Don't forget puberty, which is coming earlier in children's development. I have fourth grade students who look like and act like sixth graders: tall, developed, and showing off not just for their same-gender cohorts any more, but clearly to impress the other gender in the room. The hormones are in full bloom by fifth grade, and with them, the first powerful resistance to adult authority. No seating arrangement can eliminate this dynamic.

It's enough to make me long for the days when my biggest discipline issue was getting boys and girls to folk dance together without anyone saying "Ewwwww!"

So what do I do? I use school-wide incentive programs: thank you tickets, behavior plan clipboards, referrals.
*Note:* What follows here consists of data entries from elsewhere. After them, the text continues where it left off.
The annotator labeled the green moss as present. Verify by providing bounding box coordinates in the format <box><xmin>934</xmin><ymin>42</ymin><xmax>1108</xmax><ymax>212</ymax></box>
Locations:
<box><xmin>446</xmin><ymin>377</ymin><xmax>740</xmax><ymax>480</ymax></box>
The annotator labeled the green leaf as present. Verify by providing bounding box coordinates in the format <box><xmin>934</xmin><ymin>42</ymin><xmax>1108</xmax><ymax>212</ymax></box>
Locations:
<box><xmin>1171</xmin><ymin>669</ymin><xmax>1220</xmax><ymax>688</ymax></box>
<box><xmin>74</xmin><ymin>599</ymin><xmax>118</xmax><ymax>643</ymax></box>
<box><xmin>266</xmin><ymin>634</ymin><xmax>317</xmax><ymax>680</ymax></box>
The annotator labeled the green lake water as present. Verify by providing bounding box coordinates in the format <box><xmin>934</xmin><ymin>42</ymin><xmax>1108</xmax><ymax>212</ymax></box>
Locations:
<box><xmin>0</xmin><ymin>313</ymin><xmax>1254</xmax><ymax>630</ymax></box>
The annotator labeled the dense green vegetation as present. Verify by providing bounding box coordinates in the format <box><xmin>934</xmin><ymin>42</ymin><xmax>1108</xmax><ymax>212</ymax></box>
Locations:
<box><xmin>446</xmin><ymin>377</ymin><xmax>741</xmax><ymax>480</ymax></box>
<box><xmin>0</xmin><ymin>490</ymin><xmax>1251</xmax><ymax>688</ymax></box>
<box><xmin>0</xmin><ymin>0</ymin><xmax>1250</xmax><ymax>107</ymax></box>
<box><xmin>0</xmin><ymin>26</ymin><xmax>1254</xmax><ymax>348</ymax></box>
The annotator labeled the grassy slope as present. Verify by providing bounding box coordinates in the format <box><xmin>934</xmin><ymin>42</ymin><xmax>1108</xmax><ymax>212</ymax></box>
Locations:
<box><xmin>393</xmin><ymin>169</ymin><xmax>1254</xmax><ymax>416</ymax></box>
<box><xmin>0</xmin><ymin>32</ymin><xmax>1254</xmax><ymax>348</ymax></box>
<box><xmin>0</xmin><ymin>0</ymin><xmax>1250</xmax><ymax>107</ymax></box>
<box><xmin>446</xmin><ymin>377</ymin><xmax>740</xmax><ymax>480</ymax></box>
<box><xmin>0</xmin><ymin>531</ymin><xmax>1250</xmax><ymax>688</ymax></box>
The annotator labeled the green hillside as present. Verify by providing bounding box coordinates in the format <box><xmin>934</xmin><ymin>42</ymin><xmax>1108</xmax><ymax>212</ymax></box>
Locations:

I create my own incentives for the class: children who are quiet have first choice of instruments, are my first picks to run the playtime clock which is, itself, a competitive incentive (first class to reach 100 minutes of real playing time gets a "choice day"). I pare down my lessons so there's as little lecturing and as much activity as possible. I tailor my content to student preferences (I'm doing a hip hop unit. Yes, you read that right: a hip hop unit.). I go out of my way to engage students outside of class time, getting to know them better.

A lot of these things are techniques I should be using anyway, and there's no question that teaching is more fun when the students are fully invested in the lesson. But even with all these things in place, I have classes that leave me shell-shocked at how bad a few naughty children can make things for the rest of the group, not to mention for me.

These may seem like a lot of hand-wringing over the state of education, but in fact, most of what I'm writing about has been around since the dawn of time. What's different now is that we don't beat naughty children anymore. It's not that they don't get spanked--the fear in children's eyes when I tell them I'm going to have to call home tells me there's still plenty of that going on, just not at school--but that our focus as educators has shifted to nurture. Our goal is to help the child learn to overcome whatever obstacle is causing the misbehavior. We don't always succeed, but considering the alternative--punishing children into suppressing the pain they're experiencing at home, and pretending everything's fine just so we can do our jobs more easily--I'd much rather be teaching now than fifty years ago, when you probably could've heard a pin drop in the music room (and it's carpeted!).

I'm writing this from home (something I ate last night really didn't agree with me), but still getting school emails as I write. I just had one from the school registrar letting staff members know there's a restraining order barring a father from any contact with his two sons who are in the first and second grades at Scott. These boys have frequently been difficult in the music room, impulsively grabbing and playing instruments without permission, talking when they're supposed to be listening, and engaging in other disruptive behaviors. I've done what I could to remind them, again and again, of the classroom expectations, but like many high flyers, they've got short memories when it comes to rules. Today is the first I've heard about family trauma. I know that many of the high flyers at my school are homeless, have a parent in prison, live in a foster home, are experiencing a difficult divorce, are abused, neglected, or witness substance abuse at home. I have to wonder how many of the other children disrupting my classroom have sad home lives I just don't know about.

This is why teaching is so much more than a job, or even a vocation: it's a mission. Yes, we're primarily here to teach content and skills. Much more than that, though, we create a learning community that is safe and nurturing, helping children see that anger and abuse are not the only ways to respond to challenges.

Some of the biggest hugs I get are from the children I most often have to remind of my classroom rules. And I wouldn't have it any other way.